A multiyear campaign is over. The Hartsdale train station off of E. Hartsdale Avenue will have two elevators installed, with initial construction beginning in spring 2020, according to Catherine Rinaldi, president of Metro-North Railroad.
“It’s interesting because this has been something that I’m super excited about,” said Greenburgh Town Supervisor Paul Feiner. “You know there’s not that many things that you work on while you’re in office that really changes people’s lives, this is one of these quality of life initiatives that really will enormously have a positive impact on many residents’ day-to-day lives.”
The elevators, which are contracted to be built in 20 months at the inbound and outbound platforms, have been one of Feiner’s longest battles of his 28-year tenure as town supervisor.
“I have basically written letters to Metro-North over the years. I’ve forwarded copies of letters, I’ve called them, and over the years they’ve always said they can’t do it,” said Feiner. “I just really didn’t want to give up.”
A letter sent by Feiner to Metro-North dated Jan. 8 finally dealt some results.

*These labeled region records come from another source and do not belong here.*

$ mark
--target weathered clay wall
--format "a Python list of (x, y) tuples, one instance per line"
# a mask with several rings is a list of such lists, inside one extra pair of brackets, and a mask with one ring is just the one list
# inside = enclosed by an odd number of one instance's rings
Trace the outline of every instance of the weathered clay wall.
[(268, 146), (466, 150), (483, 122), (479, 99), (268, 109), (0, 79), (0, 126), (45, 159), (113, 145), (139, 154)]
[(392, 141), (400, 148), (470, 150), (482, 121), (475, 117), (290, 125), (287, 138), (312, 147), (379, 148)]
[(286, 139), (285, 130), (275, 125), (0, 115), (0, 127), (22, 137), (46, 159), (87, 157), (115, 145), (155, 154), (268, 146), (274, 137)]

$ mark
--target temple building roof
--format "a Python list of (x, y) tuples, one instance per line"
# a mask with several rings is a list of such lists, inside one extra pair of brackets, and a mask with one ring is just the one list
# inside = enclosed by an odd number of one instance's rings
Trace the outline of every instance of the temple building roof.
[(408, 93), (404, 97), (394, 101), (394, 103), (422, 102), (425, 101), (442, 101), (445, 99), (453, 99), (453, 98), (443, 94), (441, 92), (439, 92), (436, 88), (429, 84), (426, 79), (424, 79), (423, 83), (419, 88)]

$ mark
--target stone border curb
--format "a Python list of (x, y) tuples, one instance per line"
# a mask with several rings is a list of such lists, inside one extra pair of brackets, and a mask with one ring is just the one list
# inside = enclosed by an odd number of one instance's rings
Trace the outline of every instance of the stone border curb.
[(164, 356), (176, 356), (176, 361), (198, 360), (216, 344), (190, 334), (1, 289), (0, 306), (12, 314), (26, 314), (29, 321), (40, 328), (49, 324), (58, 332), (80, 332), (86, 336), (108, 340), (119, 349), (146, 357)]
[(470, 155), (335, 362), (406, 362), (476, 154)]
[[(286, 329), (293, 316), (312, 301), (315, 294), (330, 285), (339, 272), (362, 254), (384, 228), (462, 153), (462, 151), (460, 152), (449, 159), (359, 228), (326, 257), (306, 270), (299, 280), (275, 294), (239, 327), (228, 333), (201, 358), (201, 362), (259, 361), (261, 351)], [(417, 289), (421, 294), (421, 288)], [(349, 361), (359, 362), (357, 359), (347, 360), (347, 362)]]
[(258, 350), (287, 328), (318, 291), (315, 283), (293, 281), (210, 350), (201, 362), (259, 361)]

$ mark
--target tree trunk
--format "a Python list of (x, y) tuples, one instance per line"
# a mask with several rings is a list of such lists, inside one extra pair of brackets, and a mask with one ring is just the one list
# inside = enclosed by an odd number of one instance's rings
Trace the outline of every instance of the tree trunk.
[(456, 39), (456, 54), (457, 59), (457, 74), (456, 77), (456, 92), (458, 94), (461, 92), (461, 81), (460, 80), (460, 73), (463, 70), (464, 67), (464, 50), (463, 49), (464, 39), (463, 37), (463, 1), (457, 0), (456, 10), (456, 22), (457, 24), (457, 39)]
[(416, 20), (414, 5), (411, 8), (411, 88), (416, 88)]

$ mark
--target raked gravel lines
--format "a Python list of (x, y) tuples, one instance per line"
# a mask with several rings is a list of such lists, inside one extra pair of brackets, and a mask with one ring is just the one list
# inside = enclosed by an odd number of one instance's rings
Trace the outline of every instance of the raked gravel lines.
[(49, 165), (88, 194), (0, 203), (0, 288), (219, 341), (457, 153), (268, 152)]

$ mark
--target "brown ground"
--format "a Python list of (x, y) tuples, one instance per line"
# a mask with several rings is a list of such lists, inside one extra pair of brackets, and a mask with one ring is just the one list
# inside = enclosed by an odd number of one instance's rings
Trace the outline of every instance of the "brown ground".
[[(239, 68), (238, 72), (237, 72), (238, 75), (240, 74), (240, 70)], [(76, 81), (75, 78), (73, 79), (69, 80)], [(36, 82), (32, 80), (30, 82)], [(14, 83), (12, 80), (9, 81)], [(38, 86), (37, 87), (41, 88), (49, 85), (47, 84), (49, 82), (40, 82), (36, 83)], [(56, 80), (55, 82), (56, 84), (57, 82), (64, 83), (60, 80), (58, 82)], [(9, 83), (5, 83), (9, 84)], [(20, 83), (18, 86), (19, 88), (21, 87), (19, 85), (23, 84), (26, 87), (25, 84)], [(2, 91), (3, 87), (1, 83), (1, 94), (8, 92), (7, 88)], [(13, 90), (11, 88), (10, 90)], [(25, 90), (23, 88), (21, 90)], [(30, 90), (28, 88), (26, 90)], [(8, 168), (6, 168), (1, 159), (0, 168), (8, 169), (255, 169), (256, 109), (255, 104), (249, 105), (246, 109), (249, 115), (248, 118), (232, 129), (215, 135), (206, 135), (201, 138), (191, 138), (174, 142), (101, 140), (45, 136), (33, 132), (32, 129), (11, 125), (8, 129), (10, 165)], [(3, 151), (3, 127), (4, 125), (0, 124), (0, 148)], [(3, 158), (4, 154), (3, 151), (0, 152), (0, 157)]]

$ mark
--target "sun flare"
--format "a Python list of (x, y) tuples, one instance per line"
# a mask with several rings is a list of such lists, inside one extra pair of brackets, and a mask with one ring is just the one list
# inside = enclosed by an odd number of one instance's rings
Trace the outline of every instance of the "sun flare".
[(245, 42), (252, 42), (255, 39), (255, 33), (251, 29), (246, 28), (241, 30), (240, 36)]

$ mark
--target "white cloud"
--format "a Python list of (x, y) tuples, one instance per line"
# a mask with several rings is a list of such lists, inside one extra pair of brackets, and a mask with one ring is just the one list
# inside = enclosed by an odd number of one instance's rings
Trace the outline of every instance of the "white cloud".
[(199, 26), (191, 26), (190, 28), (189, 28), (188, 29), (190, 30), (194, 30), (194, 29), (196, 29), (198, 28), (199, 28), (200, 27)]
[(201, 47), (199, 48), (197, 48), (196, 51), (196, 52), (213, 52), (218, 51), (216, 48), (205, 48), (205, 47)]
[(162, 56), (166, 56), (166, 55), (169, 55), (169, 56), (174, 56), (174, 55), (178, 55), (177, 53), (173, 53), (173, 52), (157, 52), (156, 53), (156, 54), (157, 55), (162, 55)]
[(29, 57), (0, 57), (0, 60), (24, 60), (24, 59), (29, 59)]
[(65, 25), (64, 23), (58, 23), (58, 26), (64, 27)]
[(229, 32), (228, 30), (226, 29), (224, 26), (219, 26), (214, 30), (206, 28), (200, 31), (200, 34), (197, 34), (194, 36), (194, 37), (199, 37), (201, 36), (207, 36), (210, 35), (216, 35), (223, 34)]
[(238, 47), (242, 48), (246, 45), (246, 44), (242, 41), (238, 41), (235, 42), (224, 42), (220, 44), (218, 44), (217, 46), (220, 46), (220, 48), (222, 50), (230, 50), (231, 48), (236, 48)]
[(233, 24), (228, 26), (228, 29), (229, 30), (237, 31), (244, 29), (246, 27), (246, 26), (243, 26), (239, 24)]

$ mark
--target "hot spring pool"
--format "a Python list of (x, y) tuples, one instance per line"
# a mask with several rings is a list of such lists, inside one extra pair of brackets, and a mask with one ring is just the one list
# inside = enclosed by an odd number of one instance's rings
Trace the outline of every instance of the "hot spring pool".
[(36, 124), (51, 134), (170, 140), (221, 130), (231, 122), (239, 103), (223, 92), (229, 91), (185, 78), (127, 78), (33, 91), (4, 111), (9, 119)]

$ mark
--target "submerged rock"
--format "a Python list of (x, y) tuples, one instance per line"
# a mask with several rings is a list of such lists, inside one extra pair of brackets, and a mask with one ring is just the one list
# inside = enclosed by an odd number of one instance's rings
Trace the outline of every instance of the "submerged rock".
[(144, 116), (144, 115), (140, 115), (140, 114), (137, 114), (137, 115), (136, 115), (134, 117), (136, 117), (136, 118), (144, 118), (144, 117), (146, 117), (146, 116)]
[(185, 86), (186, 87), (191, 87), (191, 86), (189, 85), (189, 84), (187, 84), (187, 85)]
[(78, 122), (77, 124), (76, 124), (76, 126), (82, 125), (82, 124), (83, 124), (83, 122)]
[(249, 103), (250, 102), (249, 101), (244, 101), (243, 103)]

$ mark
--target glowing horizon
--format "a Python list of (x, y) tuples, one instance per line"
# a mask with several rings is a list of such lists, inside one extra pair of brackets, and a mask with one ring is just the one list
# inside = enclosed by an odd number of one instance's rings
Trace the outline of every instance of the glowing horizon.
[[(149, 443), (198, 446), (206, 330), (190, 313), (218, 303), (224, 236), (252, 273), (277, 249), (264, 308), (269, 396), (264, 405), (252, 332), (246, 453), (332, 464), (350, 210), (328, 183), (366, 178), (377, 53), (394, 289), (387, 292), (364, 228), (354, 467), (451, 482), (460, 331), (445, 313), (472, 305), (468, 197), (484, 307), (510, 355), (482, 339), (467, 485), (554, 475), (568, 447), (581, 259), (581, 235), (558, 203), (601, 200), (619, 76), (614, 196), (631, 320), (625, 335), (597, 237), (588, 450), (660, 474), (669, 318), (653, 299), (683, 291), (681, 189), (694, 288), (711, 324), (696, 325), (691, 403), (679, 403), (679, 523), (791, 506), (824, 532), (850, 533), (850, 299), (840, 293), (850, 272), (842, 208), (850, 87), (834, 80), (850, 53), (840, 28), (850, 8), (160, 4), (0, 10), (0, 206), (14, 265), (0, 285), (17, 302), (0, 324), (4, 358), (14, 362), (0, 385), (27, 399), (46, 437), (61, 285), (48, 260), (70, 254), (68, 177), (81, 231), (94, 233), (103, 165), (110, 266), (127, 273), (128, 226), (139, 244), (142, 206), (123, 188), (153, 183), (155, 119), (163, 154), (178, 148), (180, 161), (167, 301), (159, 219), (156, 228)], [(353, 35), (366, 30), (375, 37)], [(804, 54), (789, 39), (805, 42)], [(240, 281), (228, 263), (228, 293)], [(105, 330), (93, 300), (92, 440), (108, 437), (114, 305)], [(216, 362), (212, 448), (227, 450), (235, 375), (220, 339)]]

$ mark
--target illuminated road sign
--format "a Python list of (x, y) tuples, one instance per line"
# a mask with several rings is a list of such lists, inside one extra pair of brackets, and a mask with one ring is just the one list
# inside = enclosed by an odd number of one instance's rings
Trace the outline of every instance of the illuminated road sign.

“Metro-North is currently completing the construction document for building two elevators at Hartsdale station, located at the inbound and outbound platforms,” announced Rinaldi in a letter dated March 15. “Metro-North will be reaching out to the Town to obtain the necessary easements for the locations of the proposed elevators in the near future.”
Many residents are looking forward to the elevators’ arrival at the train station.
Martha Alpert, 79, a resident of Hartsdale for 25 years, is ecstatic to see the elevators being put in.
“I’ve been getting off at Scarsdale and taking a taxi home,” said Alpert. “I know it’s a couple of years down the road but we’ll wait.”
Alpert, who has been hearing from neighbors and friends for years about the limited access for the elderly and disabled at the train station, said she is happy residents can finally be accommodated.
“I’m in pretty good shape, but there’s a lot of people here, my age and older than me, and this is a source of conversation,” said Alpert. “So when I got the email [from the town supervisor] saying we’re going to have an elevator, everybody was thrilled, absolutely thrilled.”
Marian Green, chair of the Advisory Council for People with Disabilities in Scarsdale, is excited that new elevator access at the Hartsdale train station will also be able to help the residents of Scarsdale.
“Finally it’s happening,” said Green who has been the council’s chairperson since 2012. “It makes it better for everyone, even if you don’t have a disability. If you employ someone with a disability, it will make their day easier to begin with and easier to end.”
Green also wants to make sure that the elevators are properly maintained so that all residents can access them.
“Its great to have elevators, but if they’re not working, it’s not helpful,” said Green.
Getting the elevators at the station was a difficult and long journey for Feiner, but he credits his perseverance and community involvement with finally getting Metro-North to accept.
“There is also a lesson that if there’s a cause you believe in, don’t take no for an answer,” Feiner said.